Although a plain int is a scalar type, the jump bypasses the initialization and so is not allowed.

C11

In ISO/IEC 9899:2011 (the C11 standard), it says:

6.8.6.1 The goto statement

Constraints
¶1 The identifier in a goto statement shall name a label located somewhere in the enclosing function. A goto statement shall not jump from outside the scope of an identifier having a variably modified type to inside the scope of that identifier.

Semantics
¶2 A goto statement causes an unconditional jump to the statement prefixed by the named label in the enclosing function.

Note that constraint violations require a diagnostic. Violations of rules in semantics sections do not require a diagnostic.

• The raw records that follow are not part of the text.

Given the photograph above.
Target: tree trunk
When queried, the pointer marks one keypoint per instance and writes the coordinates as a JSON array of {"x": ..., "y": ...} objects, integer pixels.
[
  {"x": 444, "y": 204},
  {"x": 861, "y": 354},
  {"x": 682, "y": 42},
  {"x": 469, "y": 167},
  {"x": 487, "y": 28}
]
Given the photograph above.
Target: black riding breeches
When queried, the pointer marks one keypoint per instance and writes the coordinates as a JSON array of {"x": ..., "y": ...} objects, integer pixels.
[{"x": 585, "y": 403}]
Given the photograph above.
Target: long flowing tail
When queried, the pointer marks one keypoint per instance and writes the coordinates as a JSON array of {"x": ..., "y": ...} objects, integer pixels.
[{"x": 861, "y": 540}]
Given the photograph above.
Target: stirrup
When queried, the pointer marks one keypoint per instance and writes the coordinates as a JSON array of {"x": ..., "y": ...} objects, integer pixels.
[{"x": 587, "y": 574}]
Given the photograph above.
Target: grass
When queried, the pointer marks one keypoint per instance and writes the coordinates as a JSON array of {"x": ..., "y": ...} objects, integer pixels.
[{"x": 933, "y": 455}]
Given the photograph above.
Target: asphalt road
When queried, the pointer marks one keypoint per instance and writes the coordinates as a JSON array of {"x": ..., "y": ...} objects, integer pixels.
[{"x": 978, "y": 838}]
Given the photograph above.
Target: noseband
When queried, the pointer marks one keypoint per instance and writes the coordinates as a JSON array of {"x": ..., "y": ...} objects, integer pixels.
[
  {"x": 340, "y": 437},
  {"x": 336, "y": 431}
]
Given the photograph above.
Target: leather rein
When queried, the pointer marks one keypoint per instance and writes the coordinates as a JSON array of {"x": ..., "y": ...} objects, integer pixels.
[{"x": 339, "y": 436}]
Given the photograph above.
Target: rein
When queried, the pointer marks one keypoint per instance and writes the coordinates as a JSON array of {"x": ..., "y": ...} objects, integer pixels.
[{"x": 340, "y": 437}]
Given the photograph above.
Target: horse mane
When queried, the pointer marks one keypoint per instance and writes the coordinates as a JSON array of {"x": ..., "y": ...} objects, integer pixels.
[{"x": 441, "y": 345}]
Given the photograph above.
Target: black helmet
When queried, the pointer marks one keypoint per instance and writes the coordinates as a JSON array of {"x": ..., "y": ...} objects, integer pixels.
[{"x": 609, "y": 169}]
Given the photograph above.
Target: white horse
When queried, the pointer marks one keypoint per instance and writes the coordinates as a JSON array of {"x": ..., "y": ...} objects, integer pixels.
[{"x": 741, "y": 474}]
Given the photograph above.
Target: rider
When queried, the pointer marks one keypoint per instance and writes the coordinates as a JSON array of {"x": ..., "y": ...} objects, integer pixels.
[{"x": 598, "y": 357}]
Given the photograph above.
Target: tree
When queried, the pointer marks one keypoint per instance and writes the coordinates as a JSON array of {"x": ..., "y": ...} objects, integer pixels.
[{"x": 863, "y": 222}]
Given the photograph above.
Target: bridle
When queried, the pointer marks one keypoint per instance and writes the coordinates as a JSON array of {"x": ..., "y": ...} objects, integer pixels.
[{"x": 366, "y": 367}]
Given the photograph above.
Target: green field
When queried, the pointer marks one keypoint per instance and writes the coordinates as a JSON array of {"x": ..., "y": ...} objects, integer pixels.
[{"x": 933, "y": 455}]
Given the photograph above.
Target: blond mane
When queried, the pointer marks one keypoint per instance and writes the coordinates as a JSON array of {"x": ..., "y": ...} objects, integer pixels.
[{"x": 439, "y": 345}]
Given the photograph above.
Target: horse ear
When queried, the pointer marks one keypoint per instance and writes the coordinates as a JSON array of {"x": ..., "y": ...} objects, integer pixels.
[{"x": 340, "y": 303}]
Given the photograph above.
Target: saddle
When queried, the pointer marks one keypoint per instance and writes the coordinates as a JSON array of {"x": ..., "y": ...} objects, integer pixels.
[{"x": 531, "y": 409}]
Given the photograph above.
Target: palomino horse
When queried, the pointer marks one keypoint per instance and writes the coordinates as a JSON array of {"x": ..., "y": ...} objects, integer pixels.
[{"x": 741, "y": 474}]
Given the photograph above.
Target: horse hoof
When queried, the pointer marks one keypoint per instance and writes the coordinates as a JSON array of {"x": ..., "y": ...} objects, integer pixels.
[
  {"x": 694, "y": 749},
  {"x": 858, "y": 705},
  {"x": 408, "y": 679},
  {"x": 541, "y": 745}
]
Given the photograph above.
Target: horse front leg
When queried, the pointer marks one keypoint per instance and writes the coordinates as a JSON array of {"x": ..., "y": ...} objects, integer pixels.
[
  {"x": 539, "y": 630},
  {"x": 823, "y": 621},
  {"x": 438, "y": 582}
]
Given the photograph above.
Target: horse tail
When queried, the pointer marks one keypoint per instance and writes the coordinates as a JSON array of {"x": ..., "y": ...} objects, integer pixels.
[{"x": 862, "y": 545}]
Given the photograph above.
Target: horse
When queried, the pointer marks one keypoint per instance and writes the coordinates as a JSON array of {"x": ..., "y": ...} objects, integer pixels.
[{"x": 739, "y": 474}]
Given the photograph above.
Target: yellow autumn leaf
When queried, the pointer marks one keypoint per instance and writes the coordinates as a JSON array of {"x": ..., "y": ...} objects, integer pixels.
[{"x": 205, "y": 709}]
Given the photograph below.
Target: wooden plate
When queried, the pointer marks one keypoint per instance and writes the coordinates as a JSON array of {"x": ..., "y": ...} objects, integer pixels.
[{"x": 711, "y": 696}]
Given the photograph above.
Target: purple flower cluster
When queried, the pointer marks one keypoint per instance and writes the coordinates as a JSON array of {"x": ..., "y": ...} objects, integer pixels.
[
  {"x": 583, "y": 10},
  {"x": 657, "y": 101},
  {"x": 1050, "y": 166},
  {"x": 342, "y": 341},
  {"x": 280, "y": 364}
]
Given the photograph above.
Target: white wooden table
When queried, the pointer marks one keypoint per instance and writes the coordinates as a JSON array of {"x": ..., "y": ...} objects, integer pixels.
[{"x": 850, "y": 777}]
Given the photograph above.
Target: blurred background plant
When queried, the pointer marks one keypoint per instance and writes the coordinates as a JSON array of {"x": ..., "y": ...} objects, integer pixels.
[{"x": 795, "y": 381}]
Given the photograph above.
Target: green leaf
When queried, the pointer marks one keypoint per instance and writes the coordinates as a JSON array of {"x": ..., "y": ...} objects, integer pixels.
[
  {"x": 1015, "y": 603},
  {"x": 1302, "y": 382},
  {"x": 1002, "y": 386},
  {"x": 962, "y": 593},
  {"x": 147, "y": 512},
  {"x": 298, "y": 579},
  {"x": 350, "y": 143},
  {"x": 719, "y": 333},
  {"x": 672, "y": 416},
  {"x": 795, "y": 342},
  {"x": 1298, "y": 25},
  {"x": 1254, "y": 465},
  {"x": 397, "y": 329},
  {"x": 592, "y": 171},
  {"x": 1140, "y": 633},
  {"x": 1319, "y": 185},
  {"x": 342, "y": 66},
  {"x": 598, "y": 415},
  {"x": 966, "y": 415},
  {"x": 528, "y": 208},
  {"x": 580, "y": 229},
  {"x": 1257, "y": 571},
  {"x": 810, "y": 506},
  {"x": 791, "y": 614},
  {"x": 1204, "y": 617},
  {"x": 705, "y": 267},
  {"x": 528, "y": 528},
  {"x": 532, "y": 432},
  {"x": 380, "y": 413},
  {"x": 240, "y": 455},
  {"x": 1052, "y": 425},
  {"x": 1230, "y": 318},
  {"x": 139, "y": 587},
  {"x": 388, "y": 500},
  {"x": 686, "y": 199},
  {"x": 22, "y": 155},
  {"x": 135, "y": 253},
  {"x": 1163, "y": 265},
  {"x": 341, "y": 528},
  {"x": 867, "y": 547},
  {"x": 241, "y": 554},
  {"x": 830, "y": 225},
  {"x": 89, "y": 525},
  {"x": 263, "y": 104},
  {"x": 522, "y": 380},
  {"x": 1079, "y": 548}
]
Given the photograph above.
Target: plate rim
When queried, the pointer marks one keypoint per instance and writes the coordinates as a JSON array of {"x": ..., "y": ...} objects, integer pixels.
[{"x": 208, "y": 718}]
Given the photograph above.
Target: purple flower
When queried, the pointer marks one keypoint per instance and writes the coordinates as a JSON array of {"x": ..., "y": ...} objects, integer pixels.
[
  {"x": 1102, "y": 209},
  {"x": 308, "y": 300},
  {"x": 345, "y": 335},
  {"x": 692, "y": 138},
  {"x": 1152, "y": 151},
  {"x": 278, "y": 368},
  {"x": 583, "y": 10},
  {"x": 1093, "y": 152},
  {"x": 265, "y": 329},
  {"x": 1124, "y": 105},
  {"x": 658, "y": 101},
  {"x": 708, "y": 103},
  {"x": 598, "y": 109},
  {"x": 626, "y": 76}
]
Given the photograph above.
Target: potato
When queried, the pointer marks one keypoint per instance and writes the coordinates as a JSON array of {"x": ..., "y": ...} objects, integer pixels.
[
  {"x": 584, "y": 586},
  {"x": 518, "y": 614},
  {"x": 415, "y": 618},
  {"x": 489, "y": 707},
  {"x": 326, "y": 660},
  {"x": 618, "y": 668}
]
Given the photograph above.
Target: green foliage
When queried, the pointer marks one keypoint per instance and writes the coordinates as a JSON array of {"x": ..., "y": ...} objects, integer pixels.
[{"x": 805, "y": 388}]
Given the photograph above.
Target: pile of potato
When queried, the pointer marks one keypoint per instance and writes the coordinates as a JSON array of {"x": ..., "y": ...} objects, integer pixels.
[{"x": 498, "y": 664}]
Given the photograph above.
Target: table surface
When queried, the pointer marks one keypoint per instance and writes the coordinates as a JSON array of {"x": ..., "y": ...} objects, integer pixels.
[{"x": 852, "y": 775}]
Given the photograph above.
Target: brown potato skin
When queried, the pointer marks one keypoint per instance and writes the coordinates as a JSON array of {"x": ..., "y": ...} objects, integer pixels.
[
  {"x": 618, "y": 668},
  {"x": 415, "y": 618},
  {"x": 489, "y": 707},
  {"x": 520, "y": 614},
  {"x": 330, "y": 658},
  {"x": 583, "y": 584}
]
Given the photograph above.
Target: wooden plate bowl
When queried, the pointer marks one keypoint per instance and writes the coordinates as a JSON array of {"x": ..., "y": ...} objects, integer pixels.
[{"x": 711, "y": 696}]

And in Annex I (Common Warnings), which is an informative annex and not a normative one, it says:

— A block with initialization of an object that has automatic storage duration is jumped into (6.2.4).

And

6.2.4 Storage durations of objects

¶5 An object whose identifier is declared with no linkage and without the storage-class specifier static has automatic storage duration, as do some compound literals. The result of attempting to indirectly access an object with automatic storage duration from a thread other than the one with which the object is associated is implementation-defined.

¶6 For such an object that does not have a variable length array type, its lifetime extends from entry into the block with which it is associated until execution of that block ends in any way. (Entering an enclosed block or calling a function suspends, but does not end, execution of the current block.) If the block is entered recursively, a new instance of the object is created each time. The initial value of the object is indeterminate. If an initialization is specified for the object, it is performed each time the declaration or compound literal is reached in the execution of the block; otherwise, the value becomes indeterminate each time the declaration is reached.

¶7 For such an object that does have a variable length array type, its lifetime extends from the declaration of the object until execution of the program leaves the scope of the declaration.³⁵⁾ If the scope is entered recursively, a new instance of the object is created each time. The initial value of the object is indeterminate.

^{35) Leaving the innermost block containing the declaration, or jumping to a point in that block or an embedded block prior to the declaration, leaves the scope of the declaration.}

Note that there is no variably modified type (no VLA or variable length array) in the code in the question. Standard C++ does not support the concept of VLAs (though the GNU C++ compiler does allow them as an extension).

Code (goto1.c):

#include <stdio.h>
int main(void)
{
    {
        int a = 10;
tag:
        printf("%d\n", a);
    }
    goto tag;
    return 0;
}

Sample compilation:

$ gcc -std=c11 -O3 -g -Wall -Wextra -Werror goto1.c -o goto1
$

Those are fairly stringent warning options, and GCC utters not a peep — which is permissible behaviour given what the C standard says.

Answer 2

As the first comment to the question you mention says, the behavior is undefined. That basically means every compiler is free to interpret your code however it wants. Clearly, your compiler sees the problem and throws an error, while a different compiler may allow the code to compile, especially if it's internal representation of scope allows the loop to happen.